PyTorch version: 2.10.0+cu128


## 1. Import Libraries

* **Import Libraries:** Load the necessary libraries for building our Transformer model.

**What each library does:**
| Library | Description |
|---------|-------------|
| `torch` | Core PyTorch library for tensor operations and neural networks |
| `torch.nn` | Neural network building blocks (layers, loss functions, etc.) |
| `pandas` | Data manipulation library for loading CSV files |

**Documentation:**
- [PyTorch Documentation](https://pytorch.org/docs/stable/index.html) - Official PyTorch docs
- [torch.nn](https://pytorch.org/docs/stable/nn.html) - Neural network module
- [pandas](https://pandas.pydata.org/docs/) - Data analysis library

In [4]:
# Load dataset from CSV
df = pd.read_csv("https://drive.google.com/uc?export=download&id=1KRn1LucS8rhz-VTZrdyb-sSDETmWCNhD")  # Hint: Function to read CSV files

# Remove  NaN values
df = df.dropna() # Hint:  then remove duplicate rows

#remove duplicate values
df.drop_duplicates(inplace=True)  # Hint: Remove NaN rows

# Convert to list of tuples
data = list(zip(df['English'].tolist(), df['Hindi'].tolist()))

# Use a subset for faster training (adjust as needed)
MAX_SAMPLES = 5000
data = data[:MAX_SAMPLES]

print(f"Loaded {len(data)} translation pairs")
print("\nSample Examples:")
for i, (eng, hin) in enumerate(data[:5], 1):
    print(f"{i}. {eng[:15]:40} → {hin[:40]}")

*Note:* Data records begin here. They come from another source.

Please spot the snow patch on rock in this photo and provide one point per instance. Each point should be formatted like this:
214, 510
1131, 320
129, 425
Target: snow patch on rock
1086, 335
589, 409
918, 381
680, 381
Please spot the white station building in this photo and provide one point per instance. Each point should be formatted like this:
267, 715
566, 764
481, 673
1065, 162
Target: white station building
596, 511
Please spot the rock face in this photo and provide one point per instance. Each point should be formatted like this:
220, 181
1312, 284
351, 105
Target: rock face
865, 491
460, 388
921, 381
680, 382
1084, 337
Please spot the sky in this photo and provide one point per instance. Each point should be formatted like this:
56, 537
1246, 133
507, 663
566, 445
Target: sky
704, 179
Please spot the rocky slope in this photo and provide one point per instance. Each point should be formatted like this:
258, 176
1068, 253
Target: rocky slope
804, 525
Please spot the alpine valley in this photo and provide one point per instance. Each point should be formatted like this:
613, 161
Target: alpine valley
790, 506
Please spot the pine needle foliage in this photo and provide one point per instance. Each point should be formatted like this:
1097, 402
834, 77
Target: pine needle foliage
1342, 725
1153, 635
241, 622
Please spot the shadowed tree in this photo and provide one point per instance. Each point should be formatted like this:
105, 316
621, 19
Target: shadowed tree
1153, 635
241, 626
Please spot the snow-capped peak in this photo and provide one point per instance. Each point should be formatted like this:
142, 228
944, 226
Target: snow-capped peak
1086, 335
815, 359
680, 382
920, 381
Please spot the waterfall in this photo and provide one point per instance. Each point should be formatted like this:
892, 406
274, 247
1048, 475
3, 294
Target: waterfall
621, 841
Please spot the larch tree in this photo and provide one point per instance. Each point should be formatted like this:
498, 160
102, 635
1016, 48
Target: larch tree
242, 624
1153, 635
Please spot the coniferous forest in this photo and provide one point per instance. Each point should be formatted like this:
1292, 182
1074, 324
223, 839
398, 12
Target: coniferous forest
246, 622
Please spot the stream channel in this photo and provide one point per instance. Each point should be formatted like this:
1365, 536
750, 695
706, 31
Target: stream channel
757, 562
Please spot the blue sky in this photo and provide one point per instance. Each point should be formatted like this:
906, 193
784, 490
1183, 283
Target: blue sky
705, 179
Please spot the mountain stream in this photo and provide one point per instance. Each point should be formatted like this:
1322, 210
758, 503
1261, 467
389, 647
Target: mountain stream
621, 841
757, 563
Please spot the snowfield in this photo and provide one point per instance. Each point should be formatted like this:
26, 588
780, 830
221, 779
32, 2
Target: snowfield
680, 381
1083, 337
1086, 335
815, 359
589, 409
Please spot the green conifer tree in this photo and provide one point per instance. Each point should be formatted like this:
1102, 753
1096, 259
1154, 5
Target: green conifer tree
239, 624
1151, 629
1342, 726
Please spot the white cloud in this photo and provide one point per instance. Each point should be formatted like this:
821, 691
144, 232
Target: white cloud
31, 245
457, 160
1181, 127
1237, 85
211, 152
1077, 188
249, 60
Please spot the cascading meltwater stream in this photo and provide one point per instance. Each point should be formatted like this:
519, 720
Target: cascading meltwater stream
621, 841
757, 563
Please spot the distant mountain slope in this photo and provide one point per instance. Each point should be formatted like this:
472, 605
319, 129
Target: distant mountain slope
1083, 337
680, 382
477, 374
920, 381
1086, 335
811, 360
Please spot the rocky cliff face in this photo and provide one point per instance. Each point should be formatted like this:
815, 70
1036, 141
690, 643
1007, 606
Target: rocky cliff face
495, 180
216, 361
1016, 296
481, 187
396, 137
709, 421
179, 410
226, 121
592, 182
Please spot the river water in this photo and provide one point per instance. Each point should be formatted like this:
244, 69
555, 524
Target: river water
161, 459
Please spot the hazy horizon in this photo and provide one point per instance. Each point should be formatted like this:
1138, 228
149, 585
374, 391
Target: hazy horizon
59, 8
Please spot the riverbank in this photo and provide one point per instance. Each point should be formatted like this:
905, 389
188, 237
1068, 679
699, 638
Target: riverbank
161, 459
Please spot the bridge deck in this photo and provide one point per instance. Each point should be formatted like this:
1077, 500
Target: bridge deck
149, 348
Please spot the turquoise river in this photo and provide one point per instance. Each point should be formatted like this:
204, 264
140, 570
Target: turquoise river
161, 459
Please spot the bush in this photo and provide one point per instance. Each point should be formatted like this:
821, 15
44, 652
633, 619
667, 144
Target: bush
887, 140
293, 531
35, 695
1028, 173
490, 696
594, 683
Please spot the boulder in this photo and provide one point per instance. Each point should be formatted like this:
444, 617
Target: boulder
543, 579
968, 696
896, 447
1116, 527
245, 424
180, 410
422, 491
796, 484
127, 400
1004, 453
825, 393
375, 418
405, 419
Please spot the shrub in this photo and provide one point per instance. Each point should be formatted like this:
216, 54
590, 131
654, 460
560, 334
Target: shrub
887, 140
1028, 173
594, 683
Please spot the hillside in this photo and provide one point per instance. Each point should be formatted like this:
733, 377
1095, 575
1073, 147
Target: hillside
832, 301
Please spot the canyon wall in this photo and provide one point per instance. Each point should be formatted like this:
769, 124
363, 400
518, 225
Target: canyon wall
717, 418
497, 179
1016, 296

Loaded 5000 translation pairs

Sample Examples:
1. Help!                                    → बचाओ!
2. Jump.                                    → उछलो.
3. Jump.                                    → कूदो.
4. Jump.                                    → छलांग.
5. Hello!                                   → नमस्ते।


## 2. Load Dataset from CSV

* **Load Translation Data:** This cell loads the English-Hindi dataset and displays sample translations.

**Hints:**
- Use `pd.read_csv()` to load CSV files
- Use `.dropna()` to remove missing values
- Use `.drop_duplicates()` to remove duplicate rows
- Adjust `MAX_SAMPLES` to control dataset size

**What each function does:**
| Function | Description |
|----------|-------------|
| `pd.read_csv('file.csv')` | Reads a CSV file and returns a DataFrame with rows and columns |
| `df.dropna()` | Removes rows that have NaN (missing) values |
| `df.drop_duplicates()` | Removes duplicate rows from the DataFrame |
| `list(zip(a, b))` | Combines two lists into list of tuples [(a1,b1), (a2,b2), ...] |
| `len(data)` | Returns the number of items in the list |

**Documentation:**
- [pd.read_csv](https://pandas.pydata.org/docs/reference/api/pandas.read_csv.html) - Read CSV files
- [DataFrame.dropna](https://pandas.pydata.org/docs/reference/api/pandas.DataFrame.dropna.html) - Remove missing values
- [DataFrame.drop_duplicates](https://pandas.pydata.org/docs/reference/api/pandas.DataFrame.drop_duplicates.html) - Remove duplicates

In [5]:
def build_vocab(sentences):
    vocab = {"<SOS>": 0, "<EOS>": 1, "<UNK>": 2}
    for sentence in sentences:
        for word in sentence.split():  # Hint: Split sentence into words
            if word not in vocab:  # Hint: Check if word is NOT in dictionary
                vocab[word] = len(vocab)
    return vocab

# Create vocabularies
eng_vocab = build_vocab([p[0] for p in data])
hin_vocab = build_vocab([p[1] for p in data])

# Reverse mappings
eng_idx2word = {v: k for k, v in eng_vocab.items()}  # Hint: Get key-value pairs
hin_idx2word = {v: k for k, v in hin_vocab.items()}  # Hint: Get key-value pairs

print(f"English vocab: {len(eng_vocab)} words")
print(f"Hindi vocab: {len(hin_vocab)} words")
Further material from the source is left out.